中国では、科挙制度が隋王朝の時代から始まられたが、本当に軌道に乗ったのは、明王朝の時代であり、清王朝の時代であった。試験は、朱子学による儒学の古典解釈を基礎とするものであった。中国社会では、士農工商という四民が、城郭都市の城郭内に居住し、階級間の移動が比較的に自由であった。社会階級変動が容易であった伝統の上に、科挙試験により、祖父母・父母の出身階級を問わず科挙が受験できた。しかも、各世代で連続して合格することは困難だから、「士族」という固定階級は生まれなかった。
日本では、皇室と頂点にして、関ケ原の乱で決定された身分制社会が固定した。その結果、いかに朱子学を学んでも、上級武士の子弟しか上級武士の官職につけない世襲身分制の社会であった。しかしながら、中層、下層の武士たちは、各藩の殖産興業のために、「農工商」の世界である実業の世界に「窮理」の哲学を持ち込み、「農」の理、「工」の理、「商」の理、さらには、各藩の理学家や、医家という専業者が生まれた。例えば、富山藩の藩校において最高の学識を発揮した杏立は、富山藩の藩の医家の出身である。富山の薬業の要にいたわけである。つまり、富山では朱子学は、士農工商の全ての固定された身分制社会にありながら、薬業の「窮理」において、それぞれの身分の持ち分から協業したわけである。その要に「論語」が存在した。

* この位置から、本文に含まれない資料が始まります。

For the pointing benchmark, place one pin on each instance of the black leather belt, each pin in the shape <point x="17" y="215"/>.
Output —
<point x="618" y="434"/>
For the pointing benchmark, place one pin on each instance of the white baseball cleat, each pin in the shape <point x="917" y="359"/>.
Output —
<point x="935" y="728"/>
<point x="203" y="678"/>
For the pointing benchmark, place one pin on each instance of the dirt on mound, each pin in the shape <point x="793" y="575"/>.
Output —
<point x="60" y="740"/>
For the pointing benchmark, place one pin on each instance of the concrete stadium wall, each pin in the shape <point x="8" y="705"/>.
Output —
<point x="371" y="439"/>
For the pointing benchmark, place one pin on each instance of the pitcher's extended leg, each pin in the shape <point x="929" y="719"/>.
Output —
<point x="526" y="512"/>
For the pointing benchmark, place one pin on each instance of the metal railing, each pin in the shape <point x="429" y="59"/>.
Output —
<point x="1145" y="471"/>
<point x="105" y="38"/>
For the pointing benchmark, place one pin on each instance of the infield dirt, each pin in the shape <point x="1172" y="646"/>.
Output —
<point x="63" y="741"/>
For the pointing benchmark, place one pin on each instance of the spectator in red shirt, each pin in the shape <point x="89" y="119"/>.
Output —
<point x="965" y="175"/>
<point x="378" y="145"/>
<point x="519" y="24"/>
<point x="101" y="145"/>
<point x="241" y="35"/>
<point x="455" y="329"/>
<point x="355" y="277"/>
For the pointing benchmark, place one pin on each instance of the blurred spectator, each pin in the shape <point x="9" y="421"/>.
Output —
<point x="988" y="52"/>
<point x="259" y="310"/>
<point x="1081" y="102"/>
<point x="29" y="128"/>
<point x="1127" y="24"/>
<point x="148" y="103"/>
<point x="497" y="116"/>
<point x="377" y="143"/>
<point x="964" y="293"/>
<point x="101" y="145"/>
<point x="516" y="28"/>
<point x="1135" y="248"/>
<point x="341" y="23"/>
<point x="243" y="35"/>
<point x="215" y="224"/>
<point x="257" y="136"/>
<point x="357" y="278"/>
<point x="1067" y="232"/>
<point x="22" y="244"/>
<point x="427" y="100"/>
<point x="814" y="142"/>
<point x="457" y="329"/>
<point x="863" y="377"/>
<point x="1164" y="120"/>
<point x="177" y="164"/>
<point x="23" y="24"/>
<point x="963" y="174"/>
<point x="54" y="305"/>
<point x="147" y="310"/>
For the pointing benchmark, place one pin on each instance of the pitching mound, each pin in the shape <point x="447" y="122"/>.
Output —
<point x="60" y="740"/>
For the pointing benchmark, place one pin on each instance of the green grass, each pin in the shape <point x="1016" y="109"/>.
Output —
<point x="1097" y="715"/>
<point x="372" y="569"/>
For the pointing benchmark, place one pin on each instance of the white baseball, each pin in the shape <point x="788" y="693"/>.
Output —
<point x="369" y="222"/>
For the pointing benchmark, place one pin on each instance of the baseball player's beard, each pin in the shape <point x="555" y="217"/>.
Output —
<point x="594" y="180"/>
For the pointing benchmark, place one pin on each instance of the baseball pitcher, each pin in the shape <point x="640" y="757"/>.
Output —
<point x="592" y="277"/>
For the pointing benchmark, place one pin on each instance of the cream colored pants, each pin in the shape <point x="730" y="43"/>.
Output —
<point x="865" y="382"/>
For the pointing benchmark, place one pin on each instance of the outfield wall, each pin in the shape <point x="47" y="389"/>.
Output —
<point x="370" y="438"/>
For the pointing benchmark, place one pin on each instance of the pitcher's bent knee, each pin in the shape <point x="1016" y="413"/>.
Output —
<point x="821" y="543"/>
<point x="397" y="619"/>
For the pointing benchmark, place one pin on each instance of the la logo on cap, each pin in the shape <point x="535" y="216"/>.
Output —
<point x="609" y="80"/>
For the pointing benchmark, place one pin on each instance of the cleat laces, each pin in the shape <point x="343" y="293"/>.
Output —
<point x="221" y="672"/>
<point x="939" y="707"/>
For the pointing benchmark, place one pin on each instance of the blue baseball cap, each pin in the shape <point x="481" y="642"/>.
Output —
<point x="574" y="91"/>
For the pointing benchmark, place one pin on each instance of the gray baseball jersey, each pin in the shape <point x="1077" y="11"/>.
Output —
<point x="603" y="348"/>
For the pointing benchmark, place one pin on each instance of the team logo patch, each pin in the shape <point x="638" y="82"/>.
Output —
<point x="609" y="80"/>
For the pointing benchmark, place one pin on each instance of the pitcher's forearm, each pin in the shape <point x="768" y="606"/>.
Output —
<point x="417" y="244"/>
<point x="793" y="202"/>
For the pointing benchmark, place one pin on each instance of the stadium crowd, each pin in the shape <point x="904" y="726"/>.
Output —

こうして、18世紀には、アダム・スミスをして、中国は日本のやり方に見習う以外に進歩はない、と「諸国民の富」で断言した違いが生まれたのである。朝鮮は、問題外である。中国人には、儒学を外国語で翻訳・輸出する能力があった。日本の儒学は、朝鮮の朱子学から始まっているが、社会身分による差別の固定化、特に科挙制により、固定身分制の社会が生まれるという制度本来の政策意図と逆の効果に帰結した。「士」だけでなく、「農・工・商」が『論語』を学び始めた日本の経済社会は、18世紀には、すでに世界で突出したレベルにあった。この国を空前絶後の大敗戦に導いたのは、儒学の主観の優位性を説いた「陽明学」という異端を下級武士が悪用したからである。日本は、明治維新のまえに産業社会に適合した多様性のある働きの国家として大きく前進していたのである。中国には、中国共産党の独裁という帰結が用意されていたといえる。朝鮮は、同胞との疑心暗鬼の闘争の持続という宿命から離れられない。日本は、聖徳太子が措定した「論語」の「和を以て貴しとなす」憲法が生かされたとき、経済社会が大きく進化する。朱子学により、産業社会を生み出すという最大のモデル事業は、富山藩にある。日本は、富山藩にこそ見習うべきである。